Long-range entanglement and quantum correlations in a multi-frequency comb system

TL;DR

This paper theoretically demonstrates a mechanism to generate multiple entangled frequency combs across a broad spectral range, enabling advanced quantum sensing and information processing applications.

Contribution

It introduces a novel method for producing multi-frequency comb entanglement via cascaded nonlinear processes mediated by a single idler comb.

Findings

Generation of inter- and intracomb two-mode squeezing and entanglement across ultraviolet to mid-IR.

Ability to engineer on-demand multimode quantum light through covariance matrix optimization.

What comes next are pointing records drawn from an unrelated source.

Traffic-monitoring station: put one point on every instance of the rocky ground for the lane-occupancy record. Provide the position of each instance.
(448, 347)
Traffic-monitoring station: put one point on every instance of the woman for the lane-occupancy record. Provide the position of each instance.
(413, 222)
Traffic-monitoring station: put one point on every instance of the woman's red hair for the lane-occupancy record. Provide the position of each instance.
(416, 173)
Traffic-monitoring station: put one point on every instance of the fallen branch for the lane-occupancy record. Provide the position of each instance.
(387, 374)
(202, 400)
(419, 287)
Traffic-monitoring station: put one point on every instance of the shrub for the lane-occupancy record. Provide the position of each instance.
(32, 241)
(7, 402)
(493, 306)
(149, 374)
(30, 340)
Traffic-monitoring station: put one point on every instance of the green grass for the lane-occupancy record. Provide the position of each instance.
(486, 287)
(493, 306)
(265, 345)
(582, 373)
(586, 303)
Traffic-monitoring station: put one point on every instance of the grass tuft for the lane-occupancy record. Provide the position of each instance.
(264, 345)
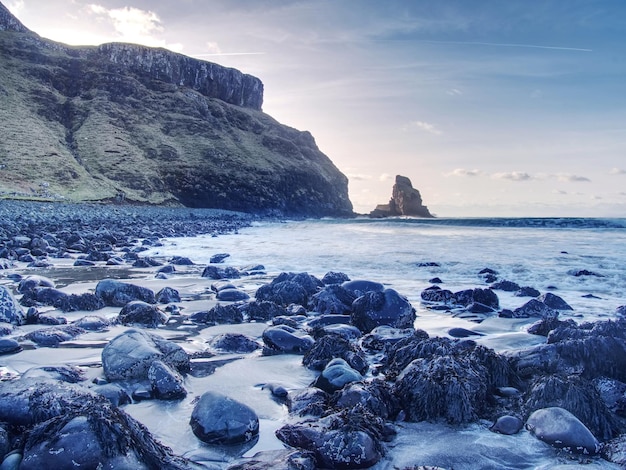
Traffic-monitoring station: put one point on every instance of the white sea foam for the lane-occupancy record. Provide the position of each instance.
(388, 251)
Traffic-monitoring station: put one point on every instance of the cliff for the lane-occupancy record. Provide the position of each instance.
(122, 122)
(405, 200)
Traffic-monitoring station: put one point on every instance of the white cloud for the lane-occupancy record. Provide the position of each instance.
(573, 178)
(424, 126)
(16, 6)
(463, 172)
(513, 176)
(133, 25)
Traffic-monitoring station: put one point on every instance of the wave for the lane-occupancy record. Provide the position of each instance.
(513, 222)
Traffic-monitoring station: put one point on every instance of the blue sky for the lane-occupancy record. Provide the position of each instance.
(491, 108)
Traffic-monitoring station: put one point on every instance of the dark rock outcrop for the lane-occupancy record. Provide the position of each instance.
(405, 200)
(124, 122)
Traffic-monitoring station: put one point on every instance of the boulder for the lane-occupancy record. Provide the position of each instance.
(10, 310)
(167, 295)
(234, 343)
(218, 315)
(336, 375)
(130, 355)
(117, 294)
(141, 313)
(166, 383)
(382, 308)
(217, 419)
(284, 339)
(347, 440)
(54, 335)
(561, 429)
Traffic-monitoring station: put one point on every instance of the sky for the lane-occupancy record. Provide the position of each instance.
(490, 107)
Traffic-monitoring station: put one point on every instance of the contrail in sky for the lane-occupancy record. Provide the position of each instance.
(228, 53)
(497, 44)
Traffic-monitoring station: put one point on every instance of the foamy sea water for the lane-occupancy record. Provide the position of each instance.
(542, 253)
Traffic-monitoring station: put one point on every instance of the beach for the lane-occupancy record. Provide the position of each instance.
(578, 260)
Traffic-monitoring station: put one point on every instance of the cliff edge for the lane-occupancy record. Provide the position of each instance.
(123, 122)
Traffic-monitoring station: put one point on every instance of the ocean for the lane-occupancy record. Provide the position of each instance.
(581, 260)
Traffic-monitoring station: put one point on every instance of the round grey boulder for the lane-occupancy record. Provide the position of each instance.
(10, 310)
(560, 428)
(141, 313)
(130, 355)
(218, 419)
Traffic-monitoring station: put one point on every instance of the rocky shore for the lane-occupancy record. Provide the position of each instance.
(75, 283)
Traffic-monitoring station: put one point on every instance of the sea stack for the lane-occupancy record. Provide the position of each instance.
(405, 200)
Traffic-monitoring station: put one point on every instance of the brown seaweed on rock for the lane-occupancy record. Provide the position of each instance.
(578, 396)
(442, 378)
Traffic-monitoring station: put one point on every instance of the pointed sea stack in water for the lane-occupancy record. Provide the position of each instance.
(405, 200)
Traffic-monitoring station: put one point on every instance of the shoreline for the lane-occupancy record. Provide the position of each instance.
(247, 377)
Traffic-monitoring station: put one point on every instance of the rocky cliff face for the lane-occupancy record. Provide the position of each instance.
(143, 125)
(405, 200)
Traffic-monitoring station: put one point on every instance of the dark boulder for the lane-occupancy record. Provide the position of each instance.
(349, 439)
(507, 425)
(54, 335)
(284, 339)
(234, 343)
(336, 375)
(382, 308)
(332, 277)
(561, 429)
(311, 401)
(527, 291)
(535, 308)
(10, 310)
(358, 287)
(578, 396)
(117, 294)
(506, 286)
(554, 301)
(231, 295)
(166, 383)
(218, 315)
(333, 299)
(290, 288)
(262, 310)
(217, 419)
(141, 313)
(330, 347)
(215, 272)
(33, 281)
(382, 336)
(437, 295)
(167, 295)
(81, 302)
(287, 459)
(92, 323)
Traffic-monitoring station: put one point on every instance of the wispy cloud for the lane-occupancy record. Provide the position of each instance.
(358, 177)
(424, 126)
(513, 176)
(463, 172)
(500, 44)
(133, 25)
(573, 178)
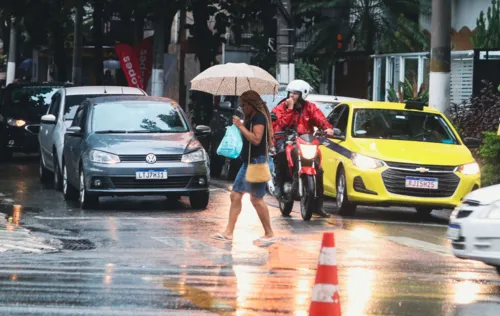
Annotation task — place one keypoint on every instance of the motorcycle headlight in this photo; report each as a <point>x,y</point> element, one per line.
<point>308,151</point>
<point>469,169</point>
<point>103,157</point>
<point>196,156</point>
<point>365,162</point>
<point>16,123</point>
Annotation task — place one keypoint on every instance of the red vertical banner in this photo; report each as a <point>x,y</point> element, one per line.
<point>130,65</point>
<point>145,56</point>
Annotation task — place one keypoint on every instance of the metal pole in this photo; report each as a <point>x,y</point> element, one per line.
<point>77,45</point>
<point>439,93</point>
<point>11,62</point>
<point>182,57</point>
<point>158,80</point>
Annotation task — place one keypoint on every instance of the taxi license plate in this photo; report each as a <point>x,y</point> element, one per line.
<point>421,183</point>
<point>453,232</point>
<point>151,174</point>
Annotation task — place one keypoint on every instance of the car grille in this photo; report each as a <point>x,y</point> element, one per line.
<point>142,158</point>
<point>132,183</point>
<point>432,168</point>
<point>35,129</point>
<point>394,181</point>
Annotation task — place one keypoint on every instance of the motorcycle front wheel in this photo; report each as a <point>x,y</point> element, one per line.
<point>308,200</point>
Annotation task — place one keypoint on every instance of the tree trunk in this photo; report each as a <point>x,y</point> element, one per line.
<point>98,39</point>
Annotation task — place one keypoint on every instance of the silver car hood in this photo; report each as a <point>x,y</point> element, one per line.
<point>141,144</point>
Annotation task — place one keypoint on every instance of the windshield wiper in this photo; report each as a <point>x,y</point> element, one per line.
<point>112,131</point>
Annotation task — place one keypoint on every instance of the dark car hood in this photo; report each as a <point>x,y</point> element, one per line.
<point>141,144</point>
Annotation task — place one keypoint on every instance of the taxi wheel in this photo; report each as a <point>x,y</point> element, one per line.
<point>345,207</point>
<point>424,211</point>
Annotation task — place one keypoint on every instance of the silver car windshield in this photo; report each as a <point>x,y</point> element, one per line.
<point>138,117</point>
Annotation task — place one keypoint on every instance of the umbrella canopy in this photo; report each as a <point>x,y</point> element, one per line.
<point>234,79</point>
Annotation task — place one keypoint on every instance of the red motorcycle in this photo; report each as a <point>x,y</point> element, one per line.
<point>302,152</point>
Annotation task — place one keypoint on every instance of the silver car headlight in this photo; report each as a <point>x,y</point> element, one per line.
<point>196,156</point>
<point>103,157</point>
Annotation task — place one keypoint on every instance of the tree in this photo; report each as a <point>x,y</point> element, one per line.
<point>487,34</point>
<point>365,23</point>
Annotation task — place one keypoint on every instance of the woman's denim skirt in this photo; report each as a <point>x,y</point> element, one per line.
<point>254,189</point>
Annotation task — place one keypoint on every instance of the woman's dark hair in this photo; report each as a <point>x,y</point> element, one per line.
<point>253,99</point>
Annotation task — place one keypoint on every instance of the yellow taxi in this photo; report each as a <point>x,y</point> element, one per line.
<point>396,154</point>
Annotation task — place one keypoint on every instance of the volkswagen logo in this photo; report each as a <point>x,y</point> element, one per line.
<point>422,169</point>
<point>150,158</point>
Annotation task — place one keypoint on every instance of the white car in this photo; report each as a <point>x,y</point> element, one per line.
<point>59,116</point>
<point>474,228</point>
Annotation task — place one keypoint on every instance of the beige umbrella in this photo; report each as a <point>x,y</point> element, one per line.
<point>234,79</point>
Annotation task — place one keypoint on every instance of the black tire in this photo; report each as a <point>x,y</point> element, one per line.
<point>44,173</point>
<point>345,207</point>
<point>285,207</point>
<point>424,211</point>
<point>5,154</point>
<point>70,193</point>
<point>199,200</point>
<point>57,175</point>
<point>87,200</point>
<point>307,200</point>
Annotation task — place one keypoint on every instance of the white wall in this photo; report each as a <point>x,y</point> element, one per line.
<point>464,13</point>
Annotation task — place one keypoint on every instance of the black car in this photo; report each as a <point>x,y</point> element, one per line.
<point>21,108</point>
<point>222,118</point>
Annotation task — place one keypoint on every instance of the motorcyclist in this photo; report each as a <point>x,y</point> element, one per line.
<point>294,112</point>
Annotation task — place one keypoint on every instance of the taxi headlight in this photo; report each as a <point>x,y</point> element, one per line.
<point>492,212</point>
<point>469,169</point>
<point>365,162</point>
<point>103,157</point>
<point>196,156</point>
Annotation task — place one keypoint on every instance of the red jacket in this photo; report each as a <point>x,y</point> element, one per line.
<point>311,117</point>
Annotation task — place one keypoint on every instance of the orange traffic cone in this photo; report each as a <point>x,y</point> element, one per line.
<point>325,297</point>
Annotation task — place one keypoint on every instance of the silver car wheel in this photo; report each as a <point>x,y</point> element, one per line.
<point>82,188</point>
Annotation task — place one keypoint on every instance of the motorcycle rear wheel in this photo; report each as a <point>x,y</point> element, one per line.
<point>308,200</point>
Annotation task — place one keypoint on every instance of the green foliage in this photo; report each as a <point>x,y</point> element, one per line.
<point>409,91</point>
<point>308,72</point>
<point>368,24</point>
<point>487,34</point>
<point>490,154</point>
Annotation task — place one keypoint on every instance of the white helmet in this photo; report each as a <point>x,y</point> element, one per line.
<point>299,86</point>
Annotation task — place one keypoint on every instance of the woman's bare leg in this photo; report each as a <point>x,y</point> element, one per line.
<point>263,213</point>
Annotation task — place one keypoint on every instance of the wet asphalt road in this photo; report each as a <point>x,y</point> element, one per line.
<point>150,256</point>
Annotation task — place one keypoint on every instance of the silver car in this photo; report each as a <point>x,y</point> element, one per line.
<point>59,116</point>
<point>134,146</point>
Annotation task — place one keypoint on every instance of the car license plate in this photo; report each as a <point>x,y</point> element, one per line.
<point>421,183</point>
<point>150,174</point>
<point>453,232</point>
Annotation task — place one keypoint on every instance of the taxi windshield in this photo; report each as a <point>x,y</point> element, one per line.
<point>402,125</point>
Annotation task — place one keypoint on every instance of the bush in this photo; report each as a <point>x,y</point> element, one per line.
<point>490,154</point>
<point>478,117</point>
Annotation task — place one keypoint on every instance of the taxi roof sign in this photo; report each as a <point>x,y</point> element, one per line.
<point>415,105</point>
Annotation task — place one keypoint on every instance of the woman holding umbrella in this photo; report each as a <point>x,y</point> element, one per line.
<point>257,134</point>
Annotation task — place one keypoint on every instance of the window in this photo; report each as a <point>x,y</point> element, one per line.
<point>55,105</point>
<point>138,117</point>
<point>402,125</point>
<point>339,118</point>
<point>78,120</point>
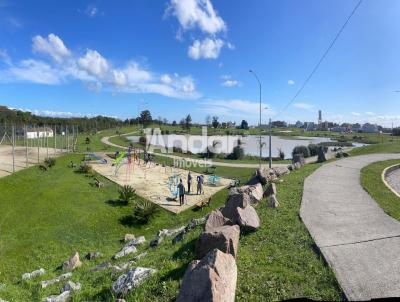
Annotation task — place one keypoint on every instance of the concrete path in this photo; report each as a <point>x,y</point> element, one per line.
<point>359,241</point>
<point>106,140</point>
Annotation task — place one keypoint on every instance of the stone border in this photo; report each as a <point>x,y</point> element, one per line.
<point>385,172</point>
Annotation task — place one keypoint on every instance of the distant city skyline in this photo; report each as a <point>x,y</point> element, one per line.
<point>176,58</point>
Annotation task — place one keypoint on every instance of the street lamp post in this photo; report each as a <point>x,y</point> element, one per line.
<point>259,83</point>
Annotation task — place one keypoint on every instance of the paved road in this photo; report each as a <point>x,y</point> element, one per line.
<point>359,241</point>
<point>106,140</point>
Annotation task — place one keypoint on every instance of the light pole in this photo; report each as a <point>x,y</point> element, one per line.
<point>259,83</point>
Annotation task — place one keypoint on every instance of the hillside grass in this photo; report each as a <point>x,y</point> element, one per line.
<point>371,181</point>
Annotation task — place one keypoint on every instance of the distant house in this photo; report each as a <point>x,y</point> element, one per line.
<point>37,132</point>
<point>369,128</point>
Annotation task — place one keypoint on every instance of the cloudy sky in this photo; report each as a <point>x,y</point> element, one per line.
<point>193,56</point>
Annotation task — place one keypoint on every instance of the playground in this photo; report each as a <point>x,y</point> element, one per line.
<point>156,182</point>
<point>23,158</point>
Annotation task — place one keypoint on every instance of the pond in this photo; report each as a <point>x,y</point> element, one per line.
<point>226,143</point>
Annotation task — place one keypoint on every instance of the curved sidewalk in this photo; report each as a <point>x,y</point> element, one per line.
<point>359,241</point>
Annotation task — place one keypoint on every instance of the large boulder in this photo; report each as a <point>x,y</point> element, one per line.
<point>224,238</point>
<point>132,279</point>
<point>271,190</point>
<point>73,262</point>
<point>215,220</point>
<point>211,279</point>
<point>234,201</point>
<point>247,218</point>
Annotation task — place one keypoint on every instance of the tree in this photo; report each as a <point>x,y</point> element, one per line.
<point>188,122</point>
<point>145,117</point>
<point>244,125</point>
<point>215,122</point>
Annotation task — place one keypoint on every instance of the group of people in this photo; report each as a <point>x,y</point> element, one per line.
<point>182,191</point>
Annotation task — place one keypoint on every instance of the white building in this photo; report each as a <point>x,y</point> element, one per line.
<point>38,132</point>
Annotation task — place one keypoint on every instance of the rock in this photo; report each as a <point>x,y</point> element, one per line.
<point>58,279</point>
<point>247,219</point>
<point>101,267</point>
<point>73,262</point>
<point>93,255</point>
<point>234,201</point>
<point>63,297</point>
<point>33,274</point>
<point>211,279</point>
<point>129,237</point>
<point>126,250</point>
<point>225,238</point>
<point>215,220</point>
<point>71,287</point>
<point>321,155</point>
<point>132,279</point>
<point>298,158</point>
<point>273,201</point>
<point>281,171</point>
<point>271,190</point>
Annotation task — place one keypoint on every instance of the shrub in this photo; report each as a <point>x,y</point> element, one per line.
<point>50,162</point>
<point>126,194</point>
<point>237,153</point>
<point>301,150</point>
<point>281,154</point>
<point>144,210</point>
<point>85,169</point>
<point>313,149</point>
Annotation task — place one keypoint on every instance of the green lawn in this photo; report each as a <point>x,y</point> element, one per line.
<point>371,181</point>
<point>46,215</point>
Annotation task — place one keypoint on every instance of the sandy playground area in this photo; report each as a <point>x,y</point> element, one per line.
<point>6,158</point>
<point>151,182</point>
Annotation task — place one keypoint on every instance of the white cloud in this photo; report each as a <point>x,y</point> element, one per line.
<point>31,71</point>
<point>235,108</point>
<point>95,71</point>
<point>200,14</point>
<point>52,46</point>
<point>94,63</point>
<point>206,49</point>
<point>230,83</point>
<point>304,106</point>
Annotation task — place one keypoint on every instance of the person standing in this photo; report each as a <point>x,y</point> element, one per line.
<point>181,191</point>
<point>189,181</point>
<point>200,180</point>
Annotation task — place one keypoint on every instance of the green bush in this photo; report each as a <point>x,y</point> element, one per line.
<point>126,194</point>
<point>144,211</point>
<point>301,150</point>
<point>50,162</point>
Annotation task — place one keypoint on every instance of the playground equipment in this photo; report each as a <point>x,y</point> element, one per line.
<point>173,182</point>
<point>214,180</point>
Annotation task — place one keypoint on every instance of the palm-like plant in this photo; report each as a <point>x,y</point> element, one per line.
<point>126,193</point>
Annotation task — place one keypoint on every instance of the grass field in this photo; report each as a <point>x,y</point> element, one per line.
<point>371,181</point>
<point>47,215</point>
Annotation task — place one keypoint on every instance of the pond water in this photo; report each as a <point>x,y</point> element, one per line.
<point>226,143</point>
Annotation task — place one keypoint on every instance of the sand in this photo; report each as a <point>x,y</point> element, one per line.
<point>151,182</point>
<point>6,158</point>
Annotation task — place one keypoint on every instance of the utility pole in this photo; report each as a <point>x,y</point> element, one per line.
<point>259,83</point>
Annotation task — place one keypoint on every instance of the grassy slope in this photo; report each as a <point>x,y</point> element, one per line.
<point>47,215</point>
<point>372,182</point>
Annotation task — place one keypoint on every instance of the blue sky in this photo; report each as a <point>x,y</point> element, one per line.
<point>193,56</point>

Potential applications in broadband ghost spectroscopy and squeezing-enhanced measurements.

Abstract

Frequency combs are multimode photonic systems that underlie countless precision sensing and metrology applications. Since their invention over two decades ago, numerous efforts have pushed frequency combs to broader bandwidths and more stable operation. More recently, quantum squeezing and entanglement have been explored in single frequency comb systems for quantum advantages in sensing and signal multiplexing. However, the production of quantum light across multiple frequency combs remains unexplored. In this work, we theoretically explore a mechanism that generates a series of nonlinearly coupled frequency combs through cascaded three-wave upconversion and downconversion processes mediated by a single idler comb. We show how this system generates inter- and intracomb two-mode squeezing and entanglement spanning a very large spectral range, from ultraviolet to mid-IR frequencies. Finally, we show how this system can be engineered to produce on-demand multimode quantum light through covariance matrix optimization. Our findings could enable tunable broadband ghost spectroscopy protocols, squeezing-enhanced pump-probe measurements, and broadband entanglement between spectrally-multiplexed quanta of information.